This was the extent of most Minnesotans’ soccer knowledge on Nov. 25, 1975, when it was announced a local group had purchased the Denver Dynamos and were going to bring the North American Soccer League franchise (as the Kicks) to the Twin Cities:

In the next day’s Minneapolis Star, the editors for Ralph Thornton’s report on this news felt the need to insert a paragraph reading, “Soccer is played on a field longer and wider than a football field by two teams of 11 men each who advance the ball by kicking it or propelling it with any part of the body except the arms and hands.’’

Even then, as the high school coach at St. Paul Academy, Buzz Lagos was the area’s No. 1 evangelist for soccer.

On Friday night, I was in the CHS Field press box, writing about the official announcement that Minnesota would be in Major League Soccer in 2017 and said to a media colleague:

“I used to talk to Buzz on rare occasion and act interested just out of sympathy for his soccer passion. And now United is going to build its stadium two miles from where he practiced his SPA teams.’’

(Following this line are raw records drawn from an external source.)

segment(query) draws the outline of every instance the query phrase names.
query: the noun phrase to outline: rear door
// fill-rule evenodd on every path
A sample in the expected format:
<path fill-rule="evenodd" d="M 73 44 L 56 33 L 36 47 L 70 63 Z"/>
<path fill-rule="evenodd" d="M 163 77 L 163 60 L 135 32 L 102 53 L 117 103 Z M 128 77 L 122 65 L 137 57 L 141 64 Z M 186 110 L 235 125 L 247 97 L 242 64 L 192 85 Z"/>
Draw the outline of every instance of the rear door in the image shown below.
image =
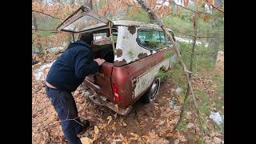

There were humorous reminders of past soccer angst when searching “Buzz Lagos/ Reusse’’ in the Star Tribune’s electronic library.

A column published on July 6, 1995 was dripping with so much satire about the delayed start of Major League Soccer that … well, I wasn’t the old softie I am today.

There was also this letter to the editor on July 18, 1999, and signed by Buzz Lagos, Minnesota Thunder coach:

“Have you noticed that our Star Tribune sports columnists (Sid Hartman, Patrick Reusse and Dan Barreiro) have had little to say regarding the Women’s World Cup?

“… In earlier years, they did not hesitate to insult the game of soccer and its participants. Currently the strategy is to ignore soccer, wishing ‘the problem’ to go away.’’

It was a fine letter, and mostly accurate.

Congratulations, Buzz. You won. Now, if you could just get rid of those asinine scarves and the flopping, we’d be 100 percent cool.

PLUS THREE FROM PATRICK

Buzz Lagos formed the Minnesota Thunder as an amateur team in 1990. The Thunder turned professional in 1995 and had these gestations:

• United States International Soccer League, pro division [1995-96]. Buzz had a hard time remembering the official name when I asked.

• A-League [1997-2004]. Merger of the USISL’s pro division and American Professional Soccer League.

• First Division, United Soccer Leagues [2005-09]. The Thunder folded in 2009.